MLK Unity Celebration at the Civic Center

Photo provided by Ben Schleiger.

After the Martin Luther King Jr. Day march, a celebration continued the festivities of the holiday at the Union Colony Civic Center.

A charming, yet comical emcee welcomed all who joined the march and, or the celebration.

The day was started with an American Sign Language version of the anthem followed by a unity song to set the tone.

Following with the theme, most of the performances and speeches played off the events motto “Unity begins with you”.

Other popular cover songs of change and acceptance were sung including “Change” by Taylor Swift and “This is me” by Keala Settle.


Some brief history was read on Dr. King and participants were encouraged to learn more on the civil rights fight by visiting

A moving performance from a black theater group and pianist wowed the crowd with an introspective performance on the mind of Dr. King.

The performance touched on the night Dr. King was taken from us and how even he too experienced fear, especially when preaching on Sundays.

The group consisted of a narrator, Dr. King, an angel, and four other actors depicting the internal struggles of the brave leader.

UNC Student President Tim Hernandez made an appearance to read Dr. King’s last speech and give his thoughts on it.

He encouraged crowd participation and people were not shy to clap, snap or praise when they agreed with a line or sentiment.

Hernandez not only livened the crowd, but gave new life to words of the past that still live on today in his passionate reading.

One of the last events of the day was a public comment section where several people got on stage to say what unity meant to them.

A wide range of individuals came up to say their meaning of the message in their own lives.

From student leaders on campus, a foreign exchange student, Rochelle Galindo, an event volunteer, and an elementary age girl.

All of them had a heart warming reason for being there today, even if they personally had experienced opposing views that very day.

One of the event volunteers said she was even more motivated to participate when she was heckled while setting up the march.

A person yelled to her “Why are you still doing this? Aren’t you done yet?” while setting up the marching route early that morning.

The girl did not show that she was phased, but rather even more strongly committed to her cause.

Rochelle Galindo, State District 50 representative, echoed how unity was important and that she would continue the fight.

She promised to stay committed to serving all people of Greeley and continue to progress of unity.

The students, leaders and community members all had valid and compassionate reasons for unity, but a small girl won the show.

An elementary age girl with her handmade sign “We all have Dreams” was the last to have a public comment on unity.

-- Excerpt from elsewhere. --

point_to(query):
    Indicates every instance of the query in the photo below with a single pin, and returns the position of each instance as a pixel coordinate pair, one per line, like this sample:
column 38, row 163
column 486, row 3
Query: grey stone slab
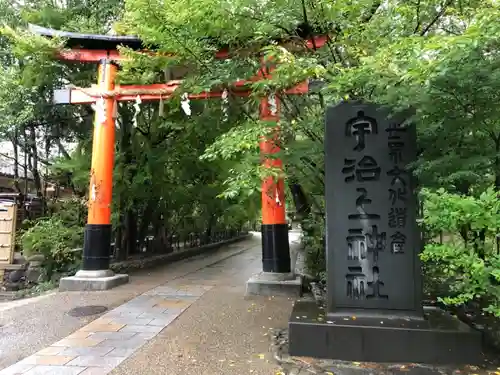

Her simple phrase “Unity to me is when we all see each other as friends” instantly brought the crowd to their feet in complete agreement.

There was no hesitation from the crowd in directly connecting to the innocent and pure message the girl had to offer.

A closing song was sung and the crowd was then dismissed to the lobby for refreshments from UNC catering and encouraged to fill out a unity card.

The cards were simple post cards with the events art work on them and an “I commit” section.

The idea was to fill out a card and give it to someone you trust to hold you accountable for your commitment to unity.

The UCCC is also offering the “Beauty Across the African Diaspora” art exhibit in their Tointon Art Gallery until February 23.